Life vs. Film

It’s 9:02 am. In 12 hours it will all be over but now I have 10 hours to wait.

Gah.

I’m not really nervous, yet. I mean, I know I will be nervous so there is inherent anxiousness but it’s not really hitting me yet.

Ugh. Actually when I think about it I feel a bit of that yucky twinge. It’s going to be hard to not think about it as I’m writing this. Ha.

My background is in theatre. I am a theatre geek. I started in 6th grade and didn’t look back. My degree is in theatre – which has proved very helpful in my adult-office-career (hmph). I love theatre. I love performing, I love the emotion, the spectacle, the music, the drama, whatever. You get the idea.
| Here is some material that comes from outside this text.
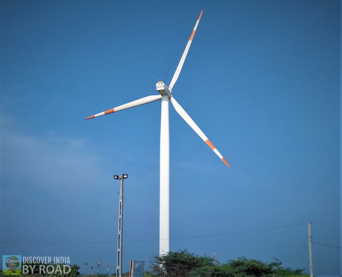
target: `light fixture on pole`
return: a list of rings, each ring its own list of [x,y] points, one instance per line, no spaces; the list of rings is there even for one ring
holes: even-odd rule
[[[121,181],[120,186],[120,197],[119,204],[119,228],[118,231],[118,256],[116,264],[116,277],[122,277],[121,269],[122,266],[122,213],[123,206],[123,179],[128,176],[127,174],[123,174],[119,177],[118,175],[114,175],[116,180]]]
I moved to Los Angeles in 1996 to pursue my acting career. It’s not where I wanted to go. I always envisioned myself in a touring production of the latest hot Broadway musical or doing regional theatre throughout the country or whatever. Instead I followed my boyfriend to LA. He was an actor too. LA sucks. In my opinion. I wasn’t tall enough, had big enough boobs, knew the right people enough, willing to sell my soul enough, etc to make it in LA. Perhaps I just wasn’t talented enough but it seemed at every turn they weren’t exactly looking for talent. I don’t know why this surprised me. I didn’t even want to do film. The theatre in LA was pathetic. Underwatched, boring, weird….(*I have some friends who have since started a kick a** theatre company which I SO WISH had been around when I was out there. *sigh*) I did one really strange, highly academic and weird show there….Anyway – so the switch was made to filmmaking.

The digital revolution was in full swing and everyone I knew was gearing up with mini-DV cams, lighting kits, Final Cut Pro and DVD Studio Pro. I was no different. I took classes in editing at AFI and more training at Promax training center (and spent craploads of money on cranes, dollies, etc in the process). I became a filmmaker.

My role throughout these films has been varied – producer, actor, craft services, grunt, accounting, location scout, agent, negotiator, finder-outer, insurance liason, etc. While I really enjoy the actual production part of things, I hate producing. I suck at it. I am, by nature, very non-confrontational. I don’t want to fight with anyone. I don’t want anyone to feel bad (least of all me!), I don’t want to step on any toes and I don’t want anyone to not like me. Lame? Yes. Weak? Perhaps. I just want to be more positive than that. I feel that life is too short to be always in a battle with someone.

Producers have lots of battles. I have fought some of them, shirked some of them and cried a lot. It has been uphill to say the least. I’ve grown in ways, become stronger, understood myself more and have a clearer idea of what I am really looking for out of life. My priorities have changed, I have different goals and I don’t feel quite as tied to what I always thought I would. Huh, go figure. I’m growing up.

So, where is this going? This turned out to be not at all what I thought it would be…ah well…I used to be really upset by the fact that I’m not where I thought I would be. But it has recently become very clear to me, as has the fact that I will never again where pants in the “juniors” department simply because “juniors” do not have hips and someone who is 30+ probably does and that’s okay, that it’s okay that I’m not where I thought I would be. I am somewhere that I love, with someone that I love and everything else is working out on its own.

I’ve worked on this film for 2 years and 10 months. I will probably work on it a bit longer. I’m very proud of it, it’s my baby, I’m protective as hell but it’s not THE ONLY THING in my life any more…and that is an amazing feeling.

I’m mostly proud of myself from accomplishing something, finding myself and discovering there’s more to life than what you think there is when you’re 25. I still have a ways to go but I do feel like I’m finding the right path.

So, 10 hours til the screening. Til I’m judged. Til I have a BIG glass of wine. Whatever happens happens. Perhaps people will love it. Perhaps they’ll hate it (I am guessing a mix of both). Maybe we’ll get into a big festival. Maybe we won’t. Maybe we’ll sell it for $1 million dollars! Maybe we’ll give away copies to our friends for the next 5 Christmases….I don’t know. I do know that it’s time to let the bird fly free and whatever may be will be.

Comments

I'm so excited for you! I'll have all my appendages crossed for you. I know it'll be a huge hit!